Métriques clés817 500$ prix médian maison 480 000$ prix médian condo 910 000$ prix médian plex 45 jours délai moyen | À retenirPrix en hausse — Les plex affichent la meilleure performance avec un prix médian en hausse de +9% à 910 000$. Ventes condo — Les copropriétés chutent de -22%, avec seulement 582 ventes en juillet 2026. Offre croissante — Les inscriptions en vigueur progressent de +15%, atteignant 10 493 propriétés disponibles. Plex rapides — Les plex se vendent plus vite, avec 9 jours de moins sur le marché qu’en juin. |
Les ventes résidentielles
Le segment de la copropriété encaisse le coup le plus dur avec seulement 582 transactions conclues en juillet, soit une chute de 22% sur un an, confirmant une tendance lourde qui pèse sur ce type de propriété depuis plusieurs mois. Les unifamiliales s’en tirent relativement mieux avec 387 ventes, en baisse plus contenue de 5%, tandis que les plex enregistrent 229 transactions, en recul de 14%. À l’échelle de la grande région de Montréal, l’APCIQ recense 3338 ventes en juillet 2026, marquant un cinquième mois consécutif de baisse et le repli le plus prononcé depuis février 2026.
Évolution des prix
Malgré le ralentissement des ventes, les prix médians sur l’île de Montréal continuent leur progression dans toutes les catégories. Les maisons unifamiliales atteignent un prix médian de 817 500$, en hausse de 7% sur un an, tandis que les plex franchissent la barre des 910 000$ avec une progression encore plus soutenue de 9%. Les copropriétés, dont l’offre s’est fortement gonflée, affichent une croissance plus modeste de 2%, portant leur prix médian à 480 000$ — un signe que l’abondance de l’inventaire dans ce segment commence à tempérer les ardeurs des vendeurs.
Offre sur le marché
L’inventaire demeure le fait saillant de ce mois de juillet : l’île de Montréal comptabilise 10 493 inscriptions en vigueur, et à l’échelle métropolitaine, les 19 790 propriétés actives dépassent de 9% la moyenne historique pour un mois de juillet, avec une croissance annuelle de 17%. Les nouvelles inscriptions sur l’île s’établissent à 2299, un volume en net repli par rapport aux sommets du printemps — signe que l’effervescence de l’offre nouvelle se stabilise. Les délais de vente, eux, s’allongent : les unifamiliales prennent en moyenne 45 jours à trouver preneur (soit 4 jours de plus qu’il y a un an), et les copropriétés 60 jours, en hausse de 7 jours.
Marché immobilier — Île de Montréal
En perspective
En comparaison avec le pic d’activité printanière, le recul est particulièrement éloquent : mars 2026 avait enregistré 1744 ventes sur l’île, et mai 1694 — des niveaux que juillet n’atteint pas, suivant la saisonnalité habituelle, mais accentuée cette année par une prudence accrue des acheteurs. Sur douze mois, le marché a clairement changé de physionomie : les inscriptions en vigueur ont gonflé de façon continue depuis l’automne 2025, passant de 9446 en août 2025 à plus de 11 000 au printemps 2026, avant de légèrement se contracter cet été.
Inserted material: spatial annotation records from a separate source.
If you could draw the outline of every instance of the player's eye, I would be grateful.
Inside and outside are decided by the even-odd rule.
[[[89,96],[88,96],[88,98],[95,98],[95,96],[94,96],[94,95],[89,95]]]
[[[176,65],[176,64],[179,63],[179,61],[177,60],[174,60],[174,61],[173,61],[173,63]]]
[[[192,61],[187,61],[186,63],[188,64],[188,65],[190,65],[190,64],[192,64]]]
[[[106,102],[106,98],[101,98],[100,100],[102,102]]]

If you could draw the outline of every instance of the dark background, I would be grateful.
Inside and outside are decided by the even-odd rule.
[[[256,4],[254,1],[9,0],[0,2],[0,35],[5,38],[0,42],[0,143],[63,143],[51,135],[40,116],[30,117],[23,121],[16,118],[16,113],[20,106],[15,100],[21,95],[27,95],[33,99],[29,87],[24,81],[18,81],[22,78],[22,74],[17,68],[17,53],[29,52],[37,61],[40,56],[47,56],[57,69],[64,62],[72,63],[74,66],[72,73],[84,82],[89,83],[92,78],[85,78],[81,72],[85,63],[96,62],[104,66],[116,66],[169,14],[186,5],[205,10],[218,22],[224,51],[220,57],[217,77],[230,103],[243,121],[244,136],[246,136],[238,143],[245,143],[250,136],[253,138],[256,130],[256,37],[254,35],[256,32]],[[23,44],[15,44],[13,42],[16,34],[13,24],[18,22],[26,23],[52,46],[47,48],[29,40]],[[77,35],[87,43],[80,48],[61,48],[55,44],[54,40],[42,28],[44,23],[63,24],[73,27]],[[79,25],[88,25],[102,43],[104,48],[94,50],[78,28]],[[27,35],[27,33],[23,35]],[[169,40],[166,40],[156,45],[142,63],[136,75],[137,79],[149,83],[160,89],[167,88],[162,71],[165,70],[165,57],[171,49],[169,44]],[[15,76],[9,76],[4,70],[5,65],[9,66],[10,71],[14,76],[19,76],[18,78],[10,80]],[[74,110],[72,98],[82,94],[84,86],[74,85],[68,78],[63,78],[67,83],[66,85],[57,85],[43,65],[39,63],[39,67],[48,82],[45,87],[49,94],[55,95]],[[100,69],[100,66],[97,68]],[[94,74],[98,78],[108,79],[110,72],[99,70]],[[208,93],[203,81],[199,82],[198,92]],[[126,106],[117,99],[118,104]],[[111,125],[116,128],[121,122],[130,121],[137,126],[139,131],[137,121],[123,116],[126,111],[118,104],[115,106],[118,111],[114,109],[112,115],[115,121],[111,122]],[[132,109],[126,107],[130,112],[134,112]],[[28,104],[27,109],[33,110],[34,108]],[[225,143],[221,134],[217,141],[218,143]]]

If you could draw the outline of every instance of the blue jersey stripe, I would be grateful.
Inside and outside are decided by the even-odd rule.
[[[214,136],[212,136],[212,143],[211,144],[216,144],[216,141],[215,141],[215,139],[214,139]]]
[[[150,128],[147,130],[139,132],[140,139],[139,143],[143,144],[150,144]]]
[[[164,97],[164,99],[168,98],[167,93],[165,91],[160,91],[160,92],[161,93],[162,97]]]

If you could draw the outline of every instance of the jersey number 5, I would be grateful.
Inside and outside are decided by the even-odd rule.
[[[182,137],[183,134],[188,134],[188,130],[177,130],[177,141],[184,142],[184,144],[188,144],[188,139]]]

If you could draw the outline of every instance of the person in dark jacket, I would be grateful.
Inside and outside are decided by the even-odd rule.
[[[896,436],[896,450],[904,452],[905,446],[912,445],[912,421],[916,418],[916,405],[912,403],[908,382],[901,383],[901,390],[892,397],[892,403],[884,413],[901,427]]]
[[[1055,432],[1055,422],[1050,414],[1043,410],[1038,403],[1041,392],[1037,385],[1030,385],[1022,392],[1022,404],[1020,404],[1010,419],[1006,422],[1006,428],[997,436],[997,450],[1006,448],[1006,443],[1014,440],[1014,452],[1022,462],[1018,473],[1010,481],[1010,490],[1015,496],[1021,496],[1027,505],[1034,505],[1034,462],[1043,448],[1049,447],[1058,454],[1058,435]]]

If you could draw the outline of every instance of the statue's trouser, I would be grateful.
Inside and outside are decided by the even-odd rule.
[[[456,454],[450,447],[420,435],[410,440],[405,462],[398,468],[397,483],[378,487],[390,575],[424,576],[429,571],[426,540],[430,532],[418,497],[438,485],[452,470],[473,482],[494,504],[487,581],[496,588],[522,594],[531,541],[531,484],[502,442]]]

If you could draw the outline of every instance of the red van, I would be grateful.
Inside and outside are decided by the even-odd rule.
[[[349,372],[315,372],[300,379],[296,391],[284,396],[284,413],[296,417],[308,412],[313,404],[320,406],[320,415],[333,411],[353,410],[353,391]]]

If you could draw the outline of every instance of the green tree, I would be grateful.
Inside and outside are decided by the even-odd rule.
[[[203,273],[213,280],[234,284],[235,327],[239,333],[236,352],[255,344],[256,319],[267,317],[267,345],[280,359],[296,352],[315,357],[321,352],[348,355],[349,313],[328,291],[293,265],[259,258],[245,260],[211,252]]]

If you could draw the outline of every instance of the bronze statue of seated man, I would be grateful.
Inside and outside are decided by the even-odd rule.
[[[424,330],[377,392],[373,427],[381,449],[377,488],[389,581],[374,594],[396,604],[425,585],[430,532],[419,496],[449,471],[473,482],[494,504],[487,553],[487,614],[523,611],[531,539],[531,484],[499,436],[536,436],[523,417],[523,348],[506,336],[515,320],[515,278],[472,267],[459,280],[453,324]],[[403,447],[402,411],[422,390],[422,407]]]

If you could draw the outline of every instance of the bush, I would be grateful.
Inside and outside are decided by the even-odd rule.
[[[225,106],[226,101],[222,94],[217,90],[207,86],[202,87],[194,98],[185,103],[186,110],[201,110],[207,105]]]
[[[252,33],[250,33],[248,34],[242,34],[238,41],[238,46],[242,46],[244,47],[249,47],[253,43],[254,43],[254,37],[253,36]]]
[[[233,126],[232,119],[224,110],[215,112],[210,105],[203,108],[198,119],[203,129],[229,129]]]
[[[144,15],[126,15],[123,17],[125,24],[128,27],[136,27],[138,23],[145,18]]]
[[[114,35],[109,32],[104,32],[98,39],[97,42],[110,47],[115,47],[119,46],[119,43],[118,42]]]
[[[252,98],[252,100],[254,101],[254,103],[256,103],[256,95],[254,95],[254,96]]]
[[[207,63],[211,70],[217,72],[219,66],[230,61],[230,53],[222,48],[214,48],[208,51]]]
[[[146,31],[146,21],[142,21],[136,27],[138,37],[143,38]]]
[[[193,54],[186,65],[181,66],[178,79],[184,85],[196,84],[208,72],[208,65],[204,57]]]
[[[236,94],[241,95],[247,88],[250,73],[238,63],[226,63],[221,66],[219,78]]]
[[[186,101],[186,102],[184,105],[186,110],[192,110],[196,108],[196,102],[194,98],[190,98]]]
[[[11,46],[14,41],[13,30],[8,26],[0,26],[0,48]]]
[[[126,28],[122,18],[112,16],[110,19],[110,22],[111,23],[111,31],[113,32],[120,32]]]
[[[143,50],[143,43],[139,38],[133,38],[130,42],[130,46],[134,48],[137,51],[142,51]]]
Le recul de 16% des ventes en juillet 2026 contraste avec la progression de 7% enregistrée à la même période l’an dernier, illustrant à quel point le vent a tourné en douze mois.
L’île de Montréal entre dans la deuxième moitié de 2026 avec un marché en quête d’équilibre : les acheteurs bénéficient de plus de choix et de délais moins stressants, pendant que les vendeurs doivent faire preuve de réalisme, notamment dans le segment des copropriétés où la concurrence s’est intensifiée. La résistance des prix indique toutefois que le marché montréalais ne s’essouffle pas : il se recalibre. Les prochains mois, notamment la rentrée de septembre, fourniront des indices précieux sur la direction que prendra ce cycle immobilier.